郭永怀谈吐儒雅,李佩言语犀利,两人你来我往,竟相谈甚欢。
那之后,李佩常常去听郭永怀的课,课后也不吝于与他探讨学术。
他们一起查阅资料、计算数据,有时也一起去学校外的咖啡馆坐坐,谈天说地。
那种灵魂上的契合,让她渐渐明白:她的孤独并非无人理解,而是终于等到了一个值得同行的人。
终于,在一个晚春的傍晚,校园湖边的柳条刚刚泛绿,微风拂面,郭永怀递给她一张泛黄的便笺,上面只写了八个字:“愿与你共度一生。”
李佩低头一笑,点了点头,那一刻,没有誓言,没有玫瑰,只有两个漂泊异国的中国灵魂,悄然靠近,彼此认定。
1956年,火车缓缓驶入北京车站,李佩拉着女儿的手,站在车窗前望着窗外熟悉却又陌生的城市,心头一阵激动。
十年的异国生活,始终没能让她丢掉心中的归属感。
如今,她终于和郭永怀一起,带着年幼的女儿,踏上这片魂牵梦绕的土地。
彼时的中国百废待兴,急需大量科技人才,而“两弹一星”的秘密工程也在紧锣密鼓地推进中。
郭永怀被迅速安排进入核心科研机构,参与中国第一代核武器与卫星推进系统的研究,作为航天理论专家,他的到来堪称如虎添翼。
相比之下,李佩主动放弃了美国优厚的职位,却没能立刻得到与专业匹配的工作岗位,只能暂时以外语教师的身份安排在一所高校中。
“她在美国待了十年,还教书……”在那个年代,这样的背景足以让人陷入麻烦。
李佩甚至还来不及辩解,便被带走了。
她与外界隔绝,不能见女儿,不能写信,甚至无法得知丈夫是否安好,她每日在心中默念郭永怀的名字,幻想着丈夫仍在忙碌科研,也在等她归来。
可她等来的,并不是团聚的消息,而是一场彻底的打击。
1968年,噩耗传来,“李老师,对不起,郭先生……飞机失事了……没有生还者。”
那一刻,她没有哭,只是站在那里,仿佛灵魂被瞬间抽走。
厨房里还热着的饭菜飘出淡淡的香气,女儿坐在屋角安静地看书,而世界,突然塌了一半。
为了不给丈夫的遗体留下遗憾,李佩强打精神,出席了追悼会。
她站在灵堂前,静静地看着那张黑白照片,照片中的郭永怀,依旧温文尔雅,仿佛只是出门远行。
她不许自己倒下,因为她知道,女儿还需要她。
李佩没有选择休养,而是第一时间返回讲台。
她说:“不能再浪费时间了。”她用一节又一节课,一本又一本书,让自己重新燃烧起来。
她对待生活仿佛没有情绪波动,课堂上还是一如既往的严谨,仿佛那场巨大的悲痛从未发生。
生活却没有打算就此放过她。
1996年,命运再次残酷地伸出手,夺走了她唯一的依靠——年仅四十多岁的女儿因病去世。

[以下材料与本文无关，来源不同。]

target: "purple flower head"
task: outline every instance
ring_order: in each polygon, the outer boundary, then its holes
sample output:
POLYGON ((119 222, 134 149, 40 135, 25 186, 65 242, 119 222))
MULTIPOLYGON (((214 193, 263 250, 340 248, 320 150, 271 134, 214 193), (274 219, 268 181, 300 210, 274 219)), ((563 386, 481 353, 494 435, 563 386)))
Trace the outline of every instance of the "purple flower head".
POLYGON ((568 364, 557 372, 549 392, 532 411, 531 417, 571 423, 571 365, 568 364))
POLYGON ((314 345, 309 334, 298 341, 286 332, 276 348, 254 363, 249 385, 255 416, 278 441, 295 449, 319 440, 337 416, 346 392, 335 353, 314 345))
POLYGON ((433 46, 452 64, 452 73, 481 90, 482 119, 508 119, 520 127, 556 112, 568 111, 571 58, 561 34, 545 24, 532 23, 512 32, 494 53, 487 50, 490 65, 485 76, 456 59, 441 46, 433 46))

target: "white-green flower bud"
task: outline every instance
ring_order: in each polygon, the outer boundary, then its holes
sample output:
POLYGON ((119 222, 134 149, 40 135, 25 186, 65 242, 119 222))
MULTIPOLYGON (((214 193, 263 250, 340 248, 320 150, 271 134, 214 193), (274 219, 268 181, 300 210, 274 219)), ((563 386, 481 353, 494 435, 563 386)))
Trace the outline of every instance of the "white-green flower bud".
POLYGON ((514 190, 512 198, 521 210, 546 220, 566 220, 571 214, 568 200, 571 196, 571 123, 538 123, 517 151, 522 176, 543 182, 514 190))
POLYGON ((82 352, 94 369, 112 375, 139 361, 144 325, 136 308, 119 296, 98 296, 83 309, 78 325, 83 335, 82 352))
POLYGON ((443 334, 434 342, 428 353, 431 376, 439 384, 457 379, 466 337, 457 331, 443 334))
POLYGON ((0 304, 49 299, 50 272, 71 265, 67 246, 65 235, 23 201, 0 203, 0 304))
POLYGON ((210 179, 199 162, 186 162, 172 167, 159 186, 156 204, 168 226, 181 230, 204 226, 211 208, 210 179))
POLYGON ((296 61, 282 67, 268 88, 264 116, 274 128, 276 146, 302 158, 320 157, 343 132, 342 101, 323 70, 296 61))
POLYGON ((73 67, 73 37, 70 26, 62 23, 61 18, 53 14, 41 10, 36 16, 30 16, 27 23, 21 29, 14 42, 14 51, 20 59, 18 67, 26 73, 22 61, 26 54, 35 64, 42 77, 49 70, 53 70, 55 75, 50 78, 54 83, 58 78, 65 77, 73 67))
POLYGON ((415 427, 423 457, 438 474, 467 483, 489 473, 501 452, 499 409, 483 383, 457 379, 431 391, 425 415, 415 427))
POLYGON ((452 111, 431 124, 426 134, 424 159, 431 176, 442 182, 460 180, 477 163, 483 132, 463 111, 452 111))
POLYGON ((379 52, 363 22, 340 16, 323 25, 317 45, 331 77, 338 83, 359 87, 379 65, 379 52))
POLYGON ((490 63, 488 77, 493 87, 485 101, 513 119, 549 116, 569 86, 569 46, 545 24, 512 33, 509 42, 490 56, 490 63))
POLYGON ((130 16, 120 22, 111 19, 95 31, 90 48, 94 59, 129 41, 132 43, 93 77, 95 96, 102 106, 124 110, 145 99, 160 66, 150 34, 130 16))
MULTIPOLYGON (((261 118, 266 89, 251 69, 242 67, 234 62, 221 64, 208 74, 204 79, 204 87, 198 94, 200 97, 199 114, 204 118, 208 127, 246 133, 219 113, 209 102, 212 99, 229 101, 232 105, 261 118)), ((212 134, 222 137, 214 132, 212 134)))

那是她生命中最后的血脉,是她拼尽全力保护、陪伴成长的孩子。
葬礼上,她依旧穿着整洁的套装,接待宾客,面带微笑地致谢。
可众人离去之后,她扶着灵位缓缓坐下,头发一夜之间白了三分。
有人在她房间外站了很久,终究没有敲门,只是看到她枕边的书页上,洇着一圈圈不干的泪痕。

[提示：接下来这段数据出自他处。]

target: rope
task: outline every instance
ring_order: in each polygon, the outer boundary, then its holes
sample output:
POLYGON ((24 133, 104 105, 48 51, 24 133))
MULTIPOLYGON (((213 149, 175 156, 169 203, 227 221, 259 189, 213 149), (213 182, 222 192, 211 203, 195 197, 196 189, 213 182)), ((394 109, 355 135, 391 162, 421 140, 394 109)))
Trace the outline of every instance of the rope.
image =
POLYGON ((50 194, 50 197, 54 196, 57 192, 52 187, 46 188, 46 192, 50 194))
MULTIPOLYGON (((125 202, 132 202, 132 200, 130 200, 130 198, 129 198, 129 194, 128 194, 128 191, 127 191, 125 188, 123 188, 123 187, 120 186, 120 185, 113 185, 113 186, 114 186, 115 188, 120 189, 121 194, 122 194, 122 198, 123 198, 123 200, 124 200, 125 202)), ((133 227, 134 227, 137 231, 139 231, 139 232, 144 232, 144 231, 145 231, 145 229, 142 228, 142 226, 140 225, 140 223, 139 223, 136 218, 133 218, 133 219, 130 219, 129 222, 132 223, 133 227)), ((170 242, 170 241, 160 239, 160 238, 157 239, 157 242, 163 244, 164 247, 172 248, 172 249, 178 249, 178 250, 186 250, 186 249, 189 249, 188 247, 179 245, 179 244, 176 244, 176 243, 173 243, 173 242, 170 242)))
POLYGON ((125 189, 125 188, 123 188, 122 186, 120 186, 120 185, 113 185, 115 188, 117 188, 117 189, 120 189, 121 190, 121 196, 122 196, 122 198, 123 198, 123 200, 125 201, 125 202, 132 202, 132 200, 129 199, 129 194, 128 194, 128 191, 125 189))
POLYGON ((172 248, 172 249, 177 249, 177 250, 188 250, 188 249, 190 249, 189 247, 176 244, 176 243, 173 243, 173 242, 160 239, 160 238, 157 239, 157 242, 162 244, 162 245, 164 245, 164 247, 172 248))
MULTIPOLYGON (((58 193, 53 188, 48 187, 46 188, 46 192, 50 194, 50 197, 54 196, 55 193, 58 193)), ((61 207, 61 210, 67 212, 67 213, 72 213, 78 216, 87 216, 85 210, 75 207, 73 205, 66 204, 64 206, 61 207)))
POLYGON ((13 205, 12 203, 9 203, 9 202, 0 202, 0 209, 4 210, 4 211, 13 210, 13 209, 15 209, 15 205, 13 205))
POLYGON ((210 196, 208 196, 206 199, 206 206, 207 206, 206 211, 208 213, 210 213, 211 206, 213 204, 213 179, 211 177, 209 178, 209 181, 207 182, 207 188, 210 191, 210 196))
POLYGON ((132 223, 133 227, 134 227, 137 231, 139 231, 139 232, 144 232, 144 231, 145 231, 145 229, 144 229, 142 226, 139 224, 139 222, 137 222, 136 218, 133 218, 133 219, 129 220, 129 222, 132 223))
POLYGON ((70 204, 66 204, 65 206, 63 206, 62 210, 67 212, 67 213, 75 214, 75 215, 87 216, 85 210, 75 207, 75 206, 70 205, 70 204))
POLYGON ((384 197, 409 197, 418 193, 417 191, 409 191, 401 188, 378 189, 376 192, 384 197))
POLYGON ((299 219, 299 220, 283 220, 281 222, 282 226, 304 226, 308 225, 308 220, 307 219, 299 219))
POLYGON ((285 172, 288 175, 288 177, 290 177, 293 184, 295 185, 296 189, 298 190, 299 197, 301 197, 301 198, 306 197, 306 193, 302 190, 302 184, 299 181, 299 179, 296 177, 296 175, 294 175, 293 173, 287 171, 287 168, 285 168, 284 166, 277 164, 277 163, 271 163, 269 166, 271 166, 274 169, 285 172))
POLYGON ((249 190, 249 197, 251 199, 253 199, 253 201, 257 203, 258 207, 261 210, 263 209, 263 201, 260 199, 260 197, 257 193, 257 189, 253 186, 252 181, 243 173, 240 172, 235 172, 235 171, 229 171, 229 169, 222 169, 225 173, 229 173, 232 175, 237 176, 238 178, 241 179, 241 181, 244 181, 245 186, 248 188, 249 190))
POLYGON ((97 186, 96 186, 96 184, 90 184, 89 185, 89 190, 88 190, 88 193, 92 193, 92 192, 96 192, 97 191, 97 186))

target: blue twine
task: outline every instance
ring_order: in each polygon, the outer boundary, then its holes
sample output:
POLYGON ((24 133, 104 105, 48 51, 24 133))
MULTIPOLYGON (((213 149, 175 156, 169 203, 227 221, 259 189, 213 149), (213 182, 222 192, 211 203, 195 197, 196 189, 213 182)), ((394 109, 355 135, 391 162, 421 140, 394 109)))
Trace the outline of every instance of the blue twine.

“这一生,我亲手送走了两个我最爱的人……可我还活着,我还要活下去,因为我的讲台还在,因为还有人听我说话。”
是的,她活了下来,像一棵被雷电劈过却依旧挺立的老树,风吹不倒,雪压不垮,仍旧枝繁叶茂。
彼时中国的外语教育尚处于启蒙阶段,教材不统一,体系不完善。
于是,她一头扎进资料室,整日埋首纸堆之间,整理、翻译、编写教材。
复印机“哒哒”作响的声音,几乎陪伴她度过无数个深夜。
第一本由她主编的应用语言学教材出版时,封面上印着她的名字,她却只淡淡说了一句:“不是为了署名,是为了学生。”
在她的教学生涯中,从未有过“草草了事”的一堂课。
即使是普通的听说训练,她也能引入最前沿的语言学理论,将抽象知识具象成贴近生活的表达,让学生真正“活”在语言中。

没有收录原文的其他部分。